3 Die Einführung von Speichermedien (CD-ROM, Cartridges) zur Wiedergabe aufgezeichneten Tonmaterials und digitaler Klangeffekte

Die 16-Bit-Soundchips, die etwa in Nintendo’s Super Famicom (1990) und die SNES-Konsole (1991) eingebaut wurden, ermöglichten erstmals eine Klanggeneration in CD-Qualität und damit einen weiteren Schub in Bezug auf die Auflösung und Komplexität der Klanglandschaften.

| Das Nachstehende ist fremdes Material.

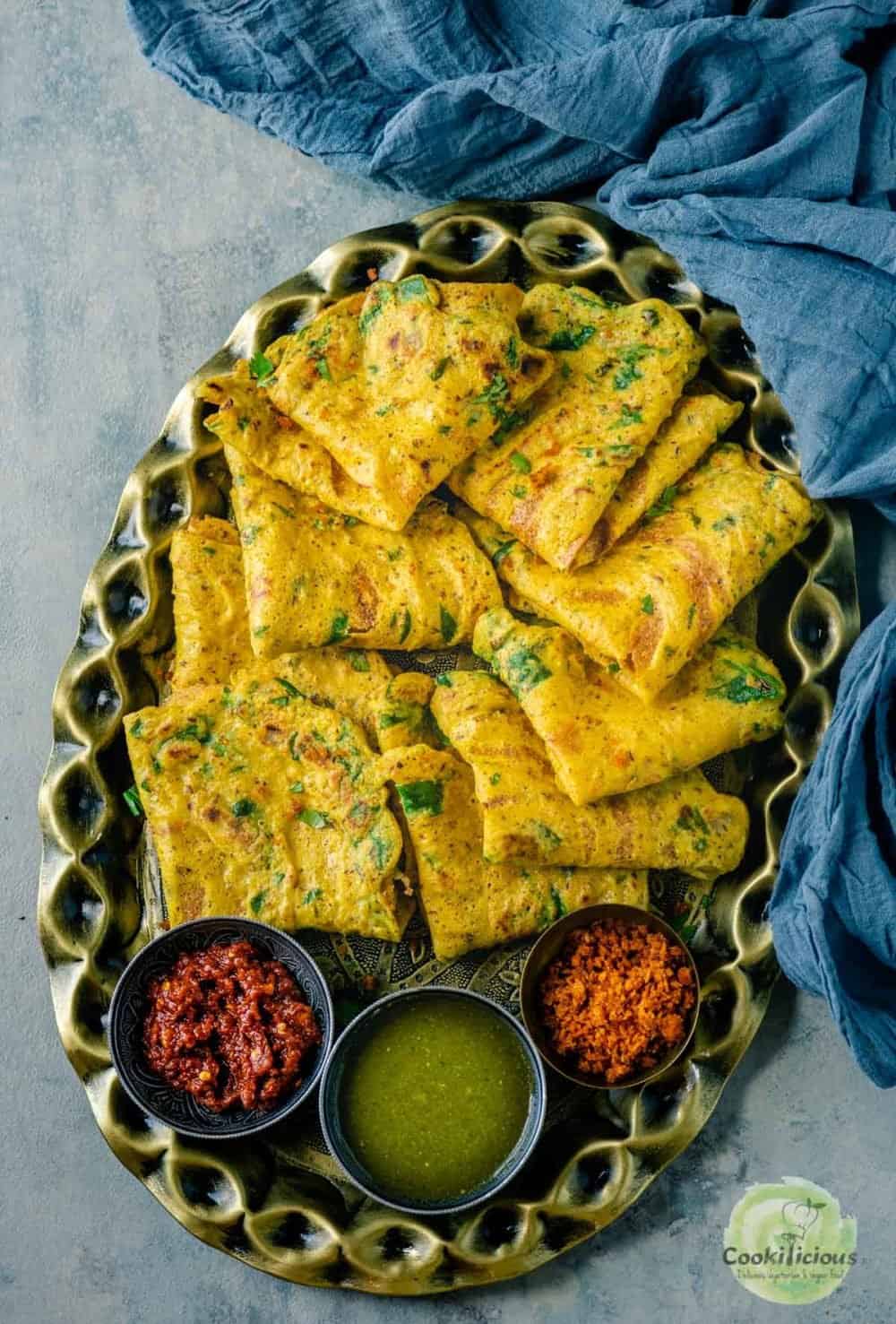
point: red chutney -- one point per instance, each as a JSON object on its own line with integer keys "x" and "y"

Mit der Verbreitung von Speichermedien wie der CD-ROM konnte ab den 1990er Jahren außerdem vorab aufgezeichnetes Tonmaterial im größerem Maßstab integriert werden. Somit wurde verstärkt auf die Verwendung instrumentaler und zuweilen orchestraler Musik gesetzt, die sich zunehmend an der Filmmusik orientierte.

Darüber hinaus verbesserte sich die Qualität der Klänge, indem nun mithilfe von Digital Signal Processing (DSP) Effekte wie Hall, Modulation oder auch Geschwindigkeitsveränderungen erzeugt werden konnten.

Mit der Einführung der für die DVD entwickelten Mehrkanaltechnik Dolby Surround 5.1 in den Spielkonsolen Sony Playstation 2 und Microsoft X-Box im Jahr 2000 wurde es zusätzlich möglich, Klänge räumlich sehr präzise zu platzieren.